I personally wasn’t completely satisfied with this because I didn’t like the manual step at the end, however, apparently app store deployments are stuck in the 90s so unless you want to screen-scrape the respective app stores you have to manually log in and upload the deployment file. Regardless, the end result was good:

  • Production deployments were the same binaries/content that were tested on the CI server and that had been successfully deployed and manually tested in the staging environment
  • We could go from developer commit to production in a few minutes (ignoring app store approval/roll-out times; remember - stuck in the 90s)
  • The product owner had complete control to deploy any version of the app he wanted to and it was easy for him to do so

How we did it

I have published the NodeJS script we used to automate the PhoneGap Build API to a Gist. It contains a very reusable wrapper around a PhoneGap Build API NodeJS library that makes it dead easy to write your own workflow in a very succinct manner.

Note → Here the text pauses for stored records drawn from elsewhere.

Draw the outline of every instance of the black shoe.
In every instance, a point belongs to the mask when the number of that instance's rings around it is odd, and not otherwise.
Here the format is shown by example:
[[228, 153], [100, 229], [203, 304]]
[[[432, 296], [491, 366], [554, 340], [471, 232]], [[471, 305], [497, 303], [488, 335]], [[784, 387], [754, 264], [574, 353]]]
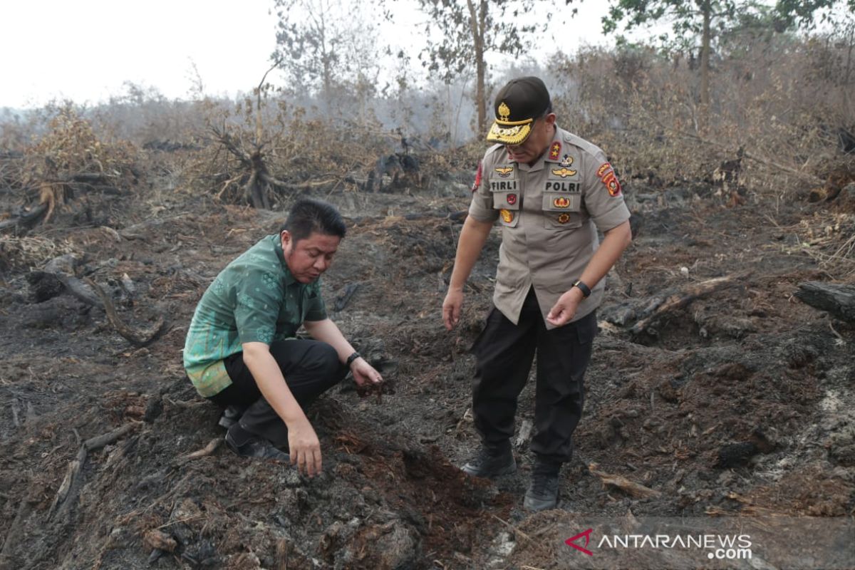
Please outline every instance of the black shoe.
[[538, 512], [555, 508], [558, 504], [558, 475], [561, 463], [549, 463], [538, 460], [532, 470], [532, 482], [526, 491], [522, 507], [528, 511]]
[[508, 475], [516, 471], [516, 461], [510, 448], [497, 451], [481, 446], [478, 455], [471, 461], [464, 465], [463, 473], [473, 477], [486, 477], [493, 479], [500, 475]]
[[222, 410], [222, 415], [220, 416], [220, 421], [216, 422], [218, 426], [222, 426], [227, 430], [237, 423], [238, 420], [240, 420], [240, 416], [244, 414], [244, 411], [246, 408], [242, 406], [235, 406], [230, 404], [226, 406], [226, 409]]
[[242, 438], [236, 436], [236, 432], [246, 432], [245, 430], [240, 427], [240, 424], [235, 423], [226, 432], [226, 444], [228, 445], [232, 451], [234, 451], [241, 457], [291, 461], [291, 455], [281, 450], [276, 449], [271, 442], [263, 438], [250, 436], [244, 439], [243, 444], [238, 445], [236, 441], [241, 440]]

To generate the zip file the NodeJS script used we simply grabbed the www directory (including config.xml) from our repository and zipped it up. That zip file and the NodeJS scripts went into the NuGet package that OctopusDeploy deployed when the app was promoted to production (we made this happen on a Tentacle residing on the OctopusDeploy server). I have published how we generated that NuGet package to a Gist as well (including how to set up over-the-air).

Further notes

Some notes about our approach:

  • Because we were able to make our backend apis deploy to production at the same time as generating our production app packages we were assured that the correct version of the backend was always available when the apps were deployed to the respective app stores.
  • It was important for us to make sure that our backend api didn’t have any breaking changes otherwise existing app deployments (and any lingering ones where people haven’t updated) would break - usual API management/versioning practices apply.
  • Whenever we wanted to add new Beta testers the provisioning profile for over-the-air needed to be re-uploaded to PhoneGap Build
    • Unfortunately, PhoneGap Build requires you upload this alongside the private key - thus requiring someone with access to PhoneGap Build, the private key and the iOS developer account - it’s actually quite a convoluted process so I’ve also published the instructions we provided to the person responsible for managing the Beta testing group to a Gist to illustrate
  • We stored the passwords for the Android Keystore and iOS private keys as sensitive variables in OctopusDeploy so nobody needed to ever see them after they had been generated and stored in a password safe
    • This meant the only secret that was ever exposed on a regular basis was the password-protected over-the-air private key whenever a Beta tester was added

TestFlight

While we didn’t use it, it’s worth pointing out TestFlight. It’s a free service that gives you the ability to more easily keep track of a list of testers, their UUIDs, informing them of updates and automatically creating and hosting the necessary files for over-the-air. It contains an API that allows you to upload your .ipa to and it should be simple enough to take the scripts I published above and upload a .ipa to TestFlight rather than Azure Blob Storage if you are interested in doing that.

Final Thoughts

PhoneGap Build is a useful and powerful service. As outlined in my companion post, it’s very different to Cordova/PhoneGap locally and this, combined with confusing documentation, resulted in me growing a strong dislike of PhoneGap Build while using it.

In writing my companion post however, I’ve been forced to understand it a lot more and I now think that as long as you have weighed up the pros and cons and still feel it’s the right fit then it’s a useful service and shouldn’t be discounted outright.